When Matt Nagy’s offense headed onto the field for the first time under the lights in Lambeau Field to begin the Bears’ 2018 season, the first play proved that last year would be different from the ones fans were accustomed to seeing.
As a tribute to Chicago’s renowned history, Nagy had his offense line up in the T-Formation, one of the oldest formations in football. Running back Tarik Cohen followed fellow backs Michael Burton and Jordan Howard to the left to gain seven yards on the first call of Nagy’s career as a head coach.
And not too long after Nagy called one of the oldest plays in the book, he brought out something new.
Charles Leno Jr., a 6-foot-3, 306-pound offensive lineman, who primarily starts at left tackle, lined up on the numbers to the right side of the field just inside of wide receiver Allen Robinson. The play, however, only resulted in a two-yard gain to Howard.
Two plays later, though, Leno Jr. lined up in the same exact spot, but this time the Bears scored a touchdown thanks to Mitch Trubisky’s two-yard run.
Nagy’s creativeness on the Bears’ first offensive possession against the Packers set the foundation of what was to be expected from the first-year head coach throughout the entirety of the 2018 season, and he did not disappoint.
Just three weeks later in the Week 4 matchup with the Buccaneers, Nagy decided to utilize another one of his unique formations. On second-and-goal from the Tampa Bay three-yard line, Trubisky and backup quarterback Chase Daniel both lined up in the shotgun.
The result was an effortless three-yard touchdown pass to wide receiver Taylor Gabriel.
Nagy is a coach who likes to have a lot of moving parts in his offense. One way he does that is by incorporating motion prior to the snap.
On this play against the Dolphins in Week 6, Cohen acted as a decoy the entire time when he motioned to the right and went for a swing pass to the left. Gabriel gained nine yards on the play, but if right tackle Bobby Massie looked upfield at the safety, Gabriel might have taken this handoff for a touchdown.
In Weeks 12 and 13, while Trubisky was sidelined due to a right shoulder injury, Nagy didn’t dial down the creative plays because Daniel was the starting quarterback.

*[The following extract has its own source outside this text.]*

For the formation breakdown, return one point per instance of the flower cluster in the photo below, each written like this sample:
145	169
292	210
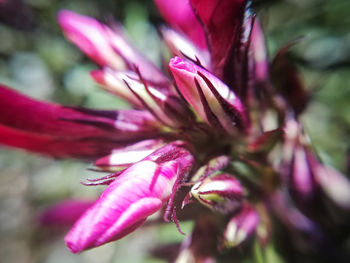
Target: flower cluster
218	129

On Thanksgiving against the Lions, Daniel threw a pass to Anthony Miller with just over 14 minutes left in the fourth quarter, and it initially looked like a routine play, but Miller threw the ball right back to his QB, which was Daniel’s first reception in his eight-year career.

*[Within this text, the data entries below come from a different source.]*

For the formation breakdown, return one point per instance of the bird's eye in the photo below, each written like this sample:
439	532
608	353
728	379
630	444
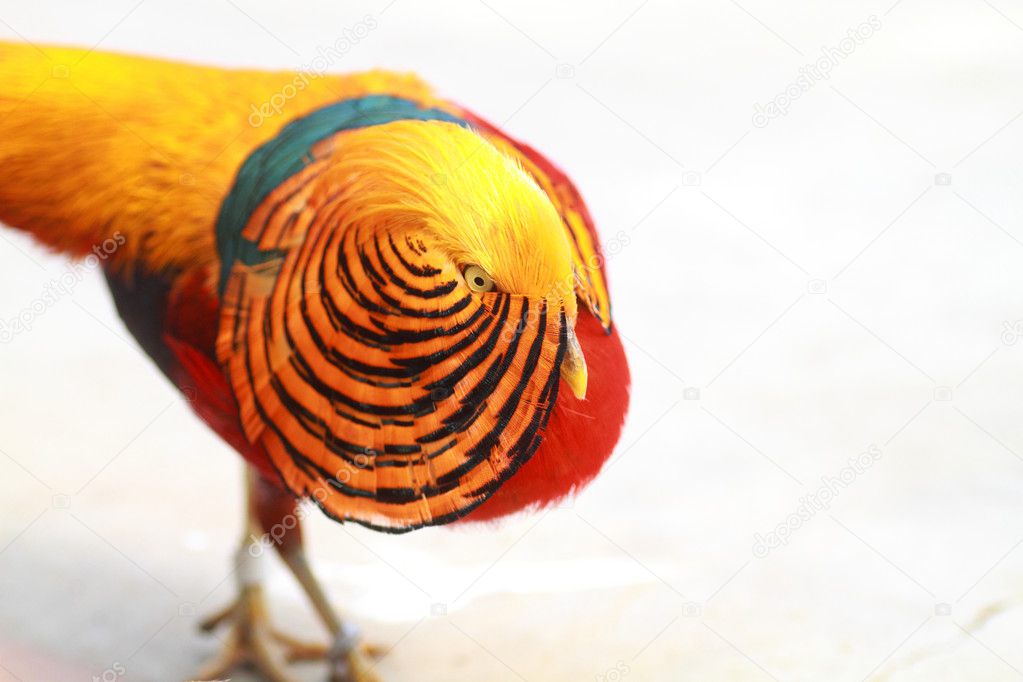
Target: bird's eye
478	279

The following week against the Giants, with the Bears trailing by a touchdown with :03 seconds in regulation, Nagy called his own version of the “Philly Special,” which resulted in Cohen throwing his second touchdown pass of his career, this time to Miller.
Whether Nagy was working on different Run Pass Option concepts with offensive coordinator Mark Helfrich or developing a series of scripted plays to set Trubisky up for success at the start of games, the 2018 Coach of the Year was always thinking of the next way to put his team in advantageous situations.

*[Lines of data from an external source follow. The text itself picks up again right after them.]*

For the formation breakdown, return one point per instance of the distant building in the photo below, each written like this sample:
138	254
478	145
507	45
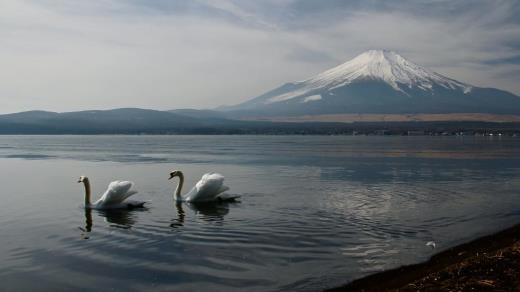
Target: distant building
415	133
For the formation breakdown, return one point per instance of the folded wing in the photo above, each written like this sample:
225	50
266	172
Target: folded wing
116	193
208	188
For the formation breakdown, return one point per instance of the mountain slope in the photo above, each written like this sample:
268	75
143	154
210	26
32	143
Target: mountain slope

Throughout last season, Nagy did something that most coaches, especially a first-year coach, wouldn’t do: taking members of the defense and putting them on offense.
The play that stands out above the rest happened in prime time against the Rams in Week 14.
On third-and-2 with 10:01 left in the third quarter, the offense lined up with no skilled position players on the field. Rather, the offense consisted of the starting five offensive line, backup lineman Bradley Sowell, Trubisky and four defensive linemen: Roy Robertson-Harris, Bilal Nichols, Jonathan Bullard and Akiem Hicks.
Trubisky faked the handoff to Hicks, who scored on a rushing TD against the Giants a week before, and threw a soft touch pass to Sowell for the first touchdown of the game. The play would later be known as “Santa’s Sleigh.”
Regardless of the situation in any particular game, Nagy showed that he is willing to try just about anything to win a football game. For Nagy, his play calling isn’t restricted to the corresponding position associated with each individual player. Instead, this just allows for more unique formations, schemes and plays to be constructed.
All these creative plays happened in Year 1 of Nagy’s system, so it is only to be expected that there will be more to come in 2019. Factor in new acquisitions such as Cordarrelle Patterson, who did a little bit of everything for the Patriots last season, and third-round draft pick David Montgomery, a dual-threat running back, and the possibilities become endless for Nagy.
Nagy gives the Bears a competitive advantage, and he proved that the first time his offense stepped onto the field.